Awareness campaigns aimed at potential victims. Older Australians experiencing cognitive decline are often unable to apply the abstract awareness that “scams happen” to specific situations involving family members or trusted advisers. The awareness exists in principle but doesn’t translate into protective behaviour at the moment of harm.
Reliance on formal financial institution monitoring. Banks have improved their monitoring meaningfully and do flag some abuse incidents. The proportion that reaches the threshold for institutional intervention is small relative to the total abuse occurring. Family-level vigilance remains the more effective layer.
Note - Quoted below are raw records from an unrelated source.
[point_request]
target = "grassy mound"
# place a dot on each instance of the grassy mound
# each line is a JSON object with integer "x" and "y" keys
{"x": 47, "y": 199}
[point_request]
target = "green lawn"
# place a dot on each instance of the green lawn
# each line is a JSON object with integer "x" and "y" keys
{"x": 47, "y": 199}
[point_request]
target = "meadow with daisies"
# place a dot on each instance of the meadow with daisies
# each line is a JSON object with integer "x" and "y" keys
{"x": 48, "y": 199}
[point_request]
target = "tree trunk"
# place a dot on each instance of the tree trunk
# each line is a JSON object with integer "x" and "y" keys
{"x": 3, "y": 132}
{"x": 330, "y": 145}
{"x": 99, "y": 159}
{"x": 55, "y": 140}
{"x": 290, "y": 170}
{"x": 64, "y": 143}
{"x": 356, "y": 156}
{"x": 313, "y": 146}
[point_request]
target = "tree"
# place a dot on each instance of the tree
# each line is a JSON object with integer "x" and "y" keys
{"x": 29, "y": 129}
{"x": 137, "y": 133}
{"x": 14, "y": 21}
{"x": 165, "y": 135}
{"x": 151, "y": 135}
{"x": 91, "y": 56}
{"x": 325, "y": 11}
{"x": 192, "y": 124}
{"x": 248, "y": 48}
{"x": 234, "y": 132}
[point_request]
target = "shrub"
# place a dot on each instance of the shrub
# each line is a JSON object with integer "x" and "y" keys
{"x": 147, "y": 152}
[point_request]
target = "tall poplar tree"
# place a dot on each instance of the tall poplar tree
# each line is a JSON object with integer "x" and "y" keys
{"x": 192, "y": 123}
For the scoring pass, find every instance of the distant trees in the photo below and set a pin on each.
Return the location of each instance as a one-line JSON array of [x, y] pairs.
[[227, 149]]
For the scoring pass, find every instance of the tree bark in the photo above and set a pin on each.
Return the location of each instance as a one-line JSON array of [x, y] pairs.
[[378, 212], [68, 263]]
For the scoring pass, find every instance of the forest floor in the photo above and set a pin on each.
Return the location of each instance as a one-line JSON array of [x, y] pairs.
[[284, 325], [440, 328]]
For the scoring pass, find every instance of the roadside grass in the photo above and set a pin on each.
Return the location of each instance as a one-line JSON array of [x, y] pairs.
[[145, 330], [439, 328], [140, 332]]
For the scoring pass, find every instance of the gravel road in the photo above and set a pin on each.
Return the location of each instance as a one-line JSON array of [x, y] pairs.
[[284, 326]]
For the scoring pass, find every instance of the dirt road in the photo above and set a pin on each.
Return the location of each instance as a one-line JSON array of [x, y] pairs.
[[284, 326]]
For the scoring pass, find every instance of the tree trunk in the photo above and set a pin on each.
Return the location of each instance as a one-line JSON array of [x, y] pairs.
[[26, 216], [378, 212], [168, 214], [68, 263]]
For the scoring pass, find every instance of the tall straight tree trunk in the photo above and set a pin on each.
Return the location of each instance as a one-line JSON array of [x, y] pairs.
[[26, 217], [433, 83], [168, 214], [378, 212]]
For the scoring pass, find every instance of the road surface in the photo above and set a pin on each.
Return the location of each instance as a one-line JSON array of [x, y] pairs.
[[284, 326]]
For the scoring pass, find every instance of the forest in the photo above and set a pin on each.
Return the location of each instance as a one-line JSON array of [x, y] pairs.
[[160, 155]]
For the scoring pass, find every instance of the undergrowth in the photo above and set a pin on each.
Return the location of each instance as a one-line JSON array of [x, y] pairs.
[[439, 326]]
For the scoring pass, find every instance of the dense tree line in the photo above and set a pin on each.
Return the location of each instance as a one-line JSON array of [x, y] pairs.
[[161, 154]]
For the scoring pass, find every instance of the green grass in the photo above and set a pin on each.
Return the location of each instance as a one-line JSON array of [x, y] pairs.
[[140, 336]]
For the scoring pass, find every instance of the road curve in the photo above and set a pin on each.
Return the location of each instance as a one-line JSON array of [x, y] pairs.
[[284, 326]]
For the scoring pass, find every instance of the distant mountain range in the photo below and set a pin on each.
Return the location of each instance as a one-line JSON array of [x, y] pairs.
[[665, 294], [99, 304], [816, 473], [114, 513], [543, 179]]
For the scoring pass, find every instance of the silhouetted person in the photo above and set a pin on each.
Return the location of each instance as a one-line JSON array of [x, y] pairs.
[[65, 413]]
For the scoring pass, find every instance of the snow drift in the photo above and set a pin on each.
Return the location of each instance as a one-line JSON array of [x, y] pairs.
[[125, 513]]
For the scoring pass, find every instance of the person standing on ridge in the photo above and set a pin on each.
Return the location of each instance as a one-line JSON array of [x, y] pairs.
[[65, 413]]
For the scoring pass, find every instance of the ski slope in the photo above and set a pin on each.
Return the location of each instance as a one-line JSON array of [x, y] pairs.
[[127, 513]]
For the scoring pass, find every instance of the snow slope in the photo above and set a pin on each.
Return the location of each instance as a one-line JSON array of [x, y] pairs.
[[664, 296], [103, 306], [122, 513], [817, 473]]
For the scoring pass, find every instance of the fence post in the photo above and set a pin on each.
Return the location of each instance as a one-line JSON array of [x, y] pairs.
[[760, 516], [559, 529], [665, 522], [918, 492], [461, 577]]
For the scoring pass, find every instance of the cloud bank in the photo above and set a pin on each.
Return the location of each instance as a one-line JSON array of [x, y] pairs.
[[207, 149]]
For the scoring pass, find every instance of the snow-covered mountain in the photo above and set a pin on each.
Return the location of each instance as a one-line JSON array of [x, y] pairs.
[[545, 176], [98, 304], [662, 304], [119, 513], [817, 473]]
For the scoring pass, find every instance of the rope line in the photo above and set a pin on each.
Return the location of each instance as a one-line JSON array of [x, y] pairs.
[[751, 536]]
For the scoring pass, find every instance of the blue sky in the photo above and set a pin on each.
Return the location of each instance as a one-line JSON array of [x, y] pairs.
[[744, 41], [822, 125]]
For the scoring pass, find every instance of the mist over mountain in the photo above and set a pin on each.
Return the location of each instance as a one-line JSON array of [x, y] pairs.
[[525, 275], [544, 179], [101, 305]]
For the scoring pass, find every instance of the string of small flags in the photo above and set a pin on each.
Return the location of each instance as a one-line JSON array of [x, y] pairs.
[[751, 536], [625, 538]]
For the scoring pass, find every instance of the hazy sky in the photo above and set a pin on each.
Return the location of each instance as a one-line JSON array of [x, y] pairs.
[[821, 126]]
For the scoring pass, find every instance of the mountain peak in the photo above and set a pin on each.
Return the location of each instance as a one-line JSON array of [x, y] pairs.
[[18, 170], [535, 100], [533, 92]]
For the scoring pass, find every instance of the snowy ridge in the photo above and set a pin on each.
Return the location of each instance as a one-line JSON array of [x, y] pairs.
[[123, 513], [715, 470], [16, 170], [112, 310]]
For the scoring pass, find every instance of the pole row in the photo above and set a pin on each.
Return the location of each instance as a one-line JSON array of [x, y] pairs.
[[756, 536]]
Powers of attorney as a default protective mechanism. A POA is only as protective as the appointee. Where the appointee is the abuser, or where the appointee is a single family member with no oversight, the POA is the formal mechanism through which abuse becomes legally efficient rather than something that prevents abuse.
What policy is actually producing
The state-level reforms to enduring powers of attorney over the past five years have produced some material improvements. The standardisation of appointment processes, the inclusion of explicit fiduciary obligations, the codification of misconduct grounds, and the enhanced reporting requirements at financial institutions have all moved the needle modestly.
What hasn’t been resolved is the cross-jurisdictional inconsistency. Australian families increasingly span multiple states, and the variations in POA frameworks between Victoria, New South Wales, Queensland and the other jurisdictions produce gaps that can be exploited. National harmonisation has been on the policy agenda for years and has progressed slowly.
What I’d tell a family approaching this
Three practical things.
If you have an older parent or relative whose finances you have visibility into, maintain that visibility. Don’t assume that “they’re managing fine” indefinitely. Cognitive decline is gradual and frequently goes unnoticed by the person experiencing it.
If you don’t have visibility, start the conversation about getting some, while everyone involved is still clearly capable of making clear decisions. The conversation is harder when there are already concerns; it’s substantially easier when there aren’t.
If you see warning signs, take them seriously and act. The instinct to avoid causing trouble in the family produces worse outcomes than the difficult conversations that you’re avoiding. The abusers count on family members not wanting to make a fuss. Make the fuss.
Elder financial abuse is preventable in many cases and limitable in most. The work to prevent it sits with the family network around the older person, not with regulators or institutions. The families who do this work effectively look back on it as some of the most important caring they did. The families who don’t are often left with both grief and the additional weight of avoidable financial damage to deal with.